How poolSize and maxConcurrent work together

They control different bottlenecks:
  • maxConcurrent: how many executions can run at once.
  • poolSize: how many warm containers are available per runtime image.
Example:
  • If maxConcurrent is 10 but Python poolSize.clean is 1, a burst of Python requests can still hit cold container creation once warm capacity is exhausted.
  • Increasing poolSize.clean for your hottest runtime reduces cold misses and improves p95/p99 latency.
Practical tuning:
  1. Set maxConcurrent to host capacity (CPU/memory).
  2. Set poolSize.clean to expected per-runtime burst.
  3. Set poolSize.dirty to absorb release spikes while background cleanup catches up.
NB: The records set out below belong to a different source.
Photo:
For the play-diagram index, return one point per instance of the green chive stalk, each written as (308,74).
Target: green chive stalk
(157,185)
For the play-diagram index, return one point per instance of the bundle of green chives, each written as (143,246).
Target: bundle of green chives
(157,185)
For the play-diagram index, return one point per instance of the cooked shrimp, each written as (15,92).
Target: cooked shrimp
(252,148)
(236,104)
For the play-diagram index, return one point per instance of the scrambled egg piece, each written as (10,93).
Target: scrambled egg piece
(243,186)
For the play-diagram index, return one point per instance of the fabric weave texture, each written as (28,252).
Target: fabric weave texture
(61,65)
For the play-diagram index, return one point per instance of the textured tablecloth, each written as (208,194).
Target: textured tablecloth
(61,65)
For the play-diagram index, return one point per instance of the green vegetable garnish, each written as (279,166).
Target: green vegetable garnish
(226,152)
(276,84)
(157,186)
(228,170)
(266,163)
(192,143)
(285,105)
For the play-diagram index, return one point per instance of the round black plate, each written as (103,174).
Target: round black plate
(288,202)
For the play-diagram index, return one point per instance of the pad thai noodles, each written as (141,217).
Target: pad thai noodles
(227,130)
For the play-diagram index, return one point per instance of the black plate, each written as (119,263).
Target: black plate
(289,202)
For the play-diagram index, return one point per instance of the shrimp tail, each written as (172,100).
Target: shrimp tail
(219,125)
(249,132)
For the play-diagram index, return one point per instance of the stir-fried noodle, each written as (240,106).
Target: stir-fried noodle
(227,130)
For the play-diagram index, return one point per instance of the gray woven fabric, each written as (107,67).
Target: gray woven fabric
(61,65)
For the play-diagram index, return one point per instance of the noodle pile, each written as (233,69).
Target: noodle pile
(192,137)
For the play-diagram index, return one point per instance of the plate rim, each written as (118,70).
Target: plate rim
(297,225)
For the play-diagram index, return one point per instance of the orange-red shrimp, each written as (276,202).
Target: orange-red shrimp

Dependency installation cost

Per-request installs (installPackages / --install) are usually the biggest latency contributor. For stable workloads:
  1. Move dependencies to dependencies in config.
  2. Build custom images via isol8 setup.
  3. Run requests without per-request installs when possible.
Pre-baked dependencies shift cost from request time to build time and produce much more stable tail latency.

Streaming and perceived latency

  • CLI streams output by default (--no-stream disables streaming).
  • Library can use executeStream() for chunked output.
  • Streaming improves user-perceived responsiveness even if total wall-clock duration is unchanged.

Optimization loop

FAQ

Usually yes for production latency. Use secure only if your security/compliance posture requires cleanup in the acquire path.
Cold image/container startup and dependency installation dominate first-run latency. Warm pools and pre-baked images reduce this.
Not always. Memory helps when workloads are constrained or pressure occurs. CPU and package install overhead can still dominate.

Troubleshooting

  • High p95/p99 despite low p50: increase dirty pool capacity and verify background cleanup can keep up.
  • Every request is slow: check for per-request --install usage; move dependencies into custom images.
  • Queued requests on server: inspect maxConcurrent and host saturation before raising limits.
  • Fast mode not helping: verify workload is ephemeral and not bottlenecked by runtime package downloads.